Measuring ADAMTS-13 activity to diagnose thrombotic thrombocytopenic purpura: a novel, fast fiber-optic surface plasmon resonance immunoassay

Quintijn Bonnez; Charlotte Dekimpe; Edwige Tellier; Gilles Kaplanski; Peter Verhamme; Claudia Tersteeg; Simon F De Meyer; Jeroen Lammertyn; Bérangère Joly; Paul Coppo; Agnès Veyradier; Karen Vanhoorelbeke

doi:10.1016/j.rpth.2023.102171

Measuring ADAMTS-13 activity to diagnose thrombotic thrombocytopenic purpura: a novel, fast fiber-optic surface plasmon resonance immunoassay

Res Pract Thromb Haemost. 2023 Aug 19;7(6):102171. doi: 10.1016/j.rpth.2023.102171. eCollection 2023 Aug.

Authors

Affiliations

¹ Laboratory for Thrombosis Research, IRF Life Sciences, KU Leuven Campus Kulak Kortrijk, Kortrijk, Belgium.
² Aix-Marseille University, Institut National de la Santé et de la Recherche Médicale, INRAE, C2VN, Marseille, France.
³ Service de Médecine Interne et Immunologie Clinique, CHU Conception, Aix-Marseille University, APHM, Marseille, France.
⁴ Department of Cardiovascular Sciences, KU Leuven, Leuven, Belgium.
⁵ Department of Biosystems, Biosensors Group, KU Leuven, Leuven, Belgium.
⁶ Service d'Hématologie Biologique Hôpital Lariboisière, AP-HP and EA3518, IRSL, Université Paris Cité, Paris France.
⁷ Department of Hematology, Reference Center for Thrombotic Microangiopathies (CNR-MAT), Saint-Antoine University Hospital, AP-HP, Paris, France.
⁸ Centre de Référence des Microangiopathies Thrombotiques (CNR-MAT) AP-HP Paris France.

Abstract

Background: Thrombotic thrombocytopenic purpura (TTP) is characterized by severe ADAMTS-13 activity deficiency (<10%).
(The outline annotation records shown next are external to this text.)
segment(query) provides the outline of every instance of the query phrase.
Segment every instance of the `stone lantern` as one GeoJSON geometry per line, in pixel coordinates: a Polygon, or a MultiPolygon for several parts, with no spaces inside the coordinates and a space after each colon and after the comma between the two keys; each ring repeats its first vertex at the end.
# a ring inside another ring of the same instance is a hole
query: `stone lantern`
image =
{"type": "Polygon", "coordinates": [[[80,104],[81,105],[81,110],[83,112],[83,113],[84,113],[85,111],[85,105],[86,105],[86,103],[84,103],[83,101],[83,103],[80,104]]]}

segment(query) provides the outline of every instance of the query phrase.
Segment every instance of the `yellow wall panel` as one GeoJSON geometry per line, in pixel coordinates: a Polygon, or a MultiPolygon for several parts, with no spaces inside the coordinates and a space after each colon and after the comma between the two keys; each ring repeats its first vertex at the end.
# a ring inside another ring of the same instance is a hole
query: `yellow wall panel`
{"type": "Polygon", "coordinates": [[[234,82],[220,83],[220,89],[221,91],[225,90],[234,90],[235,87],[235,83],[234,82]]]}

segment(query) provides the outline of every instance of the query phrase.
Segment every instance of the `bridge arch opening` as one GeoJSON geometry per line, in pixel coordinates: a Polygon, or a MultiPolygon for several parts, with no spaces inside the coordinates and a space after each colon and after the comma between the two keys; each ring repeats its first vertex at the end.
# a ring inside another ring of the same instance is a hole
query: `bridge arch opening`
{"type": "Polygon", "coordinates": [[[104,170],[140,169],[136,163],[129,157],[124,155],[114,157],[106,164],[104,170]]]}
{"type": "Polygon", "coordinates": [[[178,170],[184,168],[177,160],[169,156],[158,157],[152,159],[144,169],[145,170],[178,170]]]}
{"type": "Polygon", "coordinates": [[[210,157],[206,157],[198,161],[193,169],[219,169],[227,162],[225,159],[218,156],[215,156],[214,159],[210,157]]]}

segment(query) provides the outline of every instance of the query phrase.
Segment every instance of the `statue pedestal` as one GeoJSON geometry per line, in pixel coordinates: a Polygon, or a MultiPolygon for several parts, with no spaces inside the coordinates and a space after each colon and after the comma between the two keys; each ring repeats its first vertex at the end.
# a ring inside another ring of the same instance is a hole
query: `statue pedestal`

Diagnostic testing is challenging because of unavailability, high cost, and expert technician requirement of ADAMTS-13 enzyme assays. Cost-effective, automated fiber-optic surface plasmon resonance (FO-SPR) platforms show potential for developing diagnostic tests. Yet, FO-SPR has never been explored to measure enzymatic activities.

Objectives: To develop an easy-to-use ADAMTS-13 activity assay utilizing optical fibers to rapidly diagnose TTP.

Methods: The ADAMTS-13 activity assay was designed and optimized using FO-SPR technology based on a previously described enzyme-linked immunosorbent assay setup. A calibration curve was generated to quantify ADAMTS-13 activity in plasma of healthy donors and patients with acute immune-mediated TTP (iTTP), hemolytic uremic syndrome, or sepsis. ADAMTS-13 activity data from FO-SPR and fluorescence resonance energy transfer-based strategies (FRETS)-VWF73 reference assays were compared.

Results: After initial assay development, optimization improved read-out magnitude and signal-to-noise ratio and reduced variation. Further characterization demonstrated a detection limit (6.8%) and inter-assay variation (Coefficient of variation, 7.2%) that showed good analytical sensitivity and repeatability. From diverse plasma samples, only plasma from patients with acute iTTP showed ADAMTS-13 activities below 10%. Strong Pearson correlation (r = 0.854) between FO-SPR and reference FRETS-VWF73 assays were observed for all measured samples.

Conclusions: A fast ADAMTS-13 activity assay was designed onto automated FO-SPR technology. Optimization resulted in sensitive ADAMTS-13 activity measurements with a detection limit enabling clinical diagnosis of TTP within 3 hours. The FO-SPR assay proved strong correlation with the reference FRETS-VWF73 assay. For the first time, this assay demonstrated the capacity of FO-SPR technology to measure enzymatic activity in pre-clinical context.

Keywords: ADAMTS-13 protein; diagnostic testing; enzyme assays; optical fibers; purpura; thrombotic thrombocytopenic.